No “Brasil Bagunça”, o presidencialismo que queria ser parlamentarismo produziu uma Constituição torta, em que o presidente manda menos do que imagina e o Congresso, que deveria ser o fiscalizador dos demais poderes, está recheado de gente com o rabo preso. Temos um Senado que lembra aquele aluno desleixado, com tema de casa por fazer, mas que empurra o caderno e a lição com a barriga – salvo honrosas exceções, mas que não têm força para mudar o quadro. O que explica termos ainda uma figura como Gilmar Mendes na corte? O simples fato de não se declarar impedido de julgar um empresário do qual foi padrinho de casamento da filha já seria motivo suficiente para mandá-lo para a aposentadoria. Ele pode escolher ser juiz do processo ou ser padrinho de casório. As duas coisas, não dá. Mas o Senado levou o caso adiante? Não.
O que vimos nesta quarta-feira no inquérito das fake news é grave.
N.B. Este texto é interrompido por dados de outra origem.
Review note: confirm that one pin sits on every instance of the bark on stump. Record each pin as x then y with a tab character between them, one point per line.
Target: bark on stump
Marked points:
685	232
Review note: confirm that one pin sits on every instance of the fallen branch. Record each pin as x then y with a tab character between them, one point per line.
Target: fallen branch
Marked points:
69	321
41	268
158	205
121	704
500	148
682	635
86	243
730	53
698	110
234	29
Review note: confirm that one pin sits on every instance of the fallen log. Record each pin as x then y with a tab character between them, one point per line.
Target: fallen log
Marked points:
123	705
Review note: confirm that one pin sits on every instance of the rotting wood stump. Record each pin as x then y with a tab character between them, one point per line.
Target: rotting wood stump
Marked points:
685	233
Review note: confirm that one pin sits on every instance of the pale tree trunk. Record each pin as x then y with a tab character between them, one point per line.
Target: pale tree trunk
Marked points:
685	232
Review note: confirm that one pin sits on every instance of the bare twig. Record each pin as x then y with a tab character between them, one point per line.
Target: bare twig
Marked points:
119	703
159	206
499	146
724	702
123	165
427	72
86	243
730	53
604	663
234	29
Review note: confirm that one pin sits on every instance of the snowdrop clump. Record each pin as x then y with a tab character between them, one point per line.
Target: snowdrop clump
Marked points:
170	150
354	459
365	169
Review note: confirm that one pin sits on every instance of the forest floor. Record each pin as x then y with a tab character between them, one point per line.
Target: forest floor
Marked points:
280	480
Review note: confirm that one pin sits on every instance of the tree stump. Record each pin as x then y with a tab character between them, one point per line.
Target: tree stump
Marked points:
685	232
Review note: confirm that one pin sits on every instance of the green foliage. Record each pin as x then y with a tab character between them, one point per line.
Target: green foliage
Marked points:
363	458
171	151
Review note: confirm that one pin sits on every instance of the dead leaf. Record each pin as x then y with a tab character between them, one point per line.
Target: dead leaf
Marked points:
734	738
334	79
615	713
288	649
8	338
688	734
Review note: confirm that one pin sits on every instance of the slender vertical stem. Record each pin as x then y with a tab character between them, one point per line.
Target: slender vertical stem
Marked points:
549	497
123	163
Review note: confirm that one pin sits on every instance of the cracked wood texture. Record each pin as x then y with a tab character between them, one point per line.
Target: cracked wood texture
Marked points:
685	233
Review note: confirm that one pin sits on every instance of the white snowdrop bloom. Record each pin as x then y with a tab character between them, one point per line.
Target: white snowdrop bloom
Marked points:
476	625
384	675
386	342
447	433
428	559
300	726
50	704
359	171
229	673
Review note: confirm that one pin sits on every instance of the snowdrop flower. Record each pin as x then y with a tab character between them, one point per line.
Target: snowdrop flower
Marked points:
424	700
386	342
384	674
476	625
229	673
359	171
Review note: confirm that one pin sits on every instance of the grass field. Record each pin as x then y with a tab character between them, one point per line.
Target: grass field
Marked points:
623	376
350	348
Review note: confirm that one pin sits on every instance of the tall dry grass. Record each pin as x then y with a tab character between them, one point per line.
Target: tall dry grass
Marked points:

E é importante frisar: não nutro nenhuma simpatia pelo senhor Allan dos Santos, menos ainda pelo seu trabalho. Sobre Roberto Jefferson, a história se encarrega de nos mostrar de quem se trata. Luciano Hang encarna, em parte, algo que sempre cobrei de parte do empresariado nacional: uma liderança que dá a cara a tapa, que externa posicionamento, que vai para a linha de frente. Não é perfeito e comete seus erros (vender arroz e feijão nas lojas para driblar restrições impostas pelos decretos em meio à pandemia é apenas um exemplo). Mas mesmo que, em tese, todos eles tenham culpa no cartório, tenham ultrapassado limites legais e sejam merecedores de uma punição, o que vimos nesta quarta-feira não representa, sob hipótese alguma, o caminho da segurança jurídica. Pelo menos não de países sérios.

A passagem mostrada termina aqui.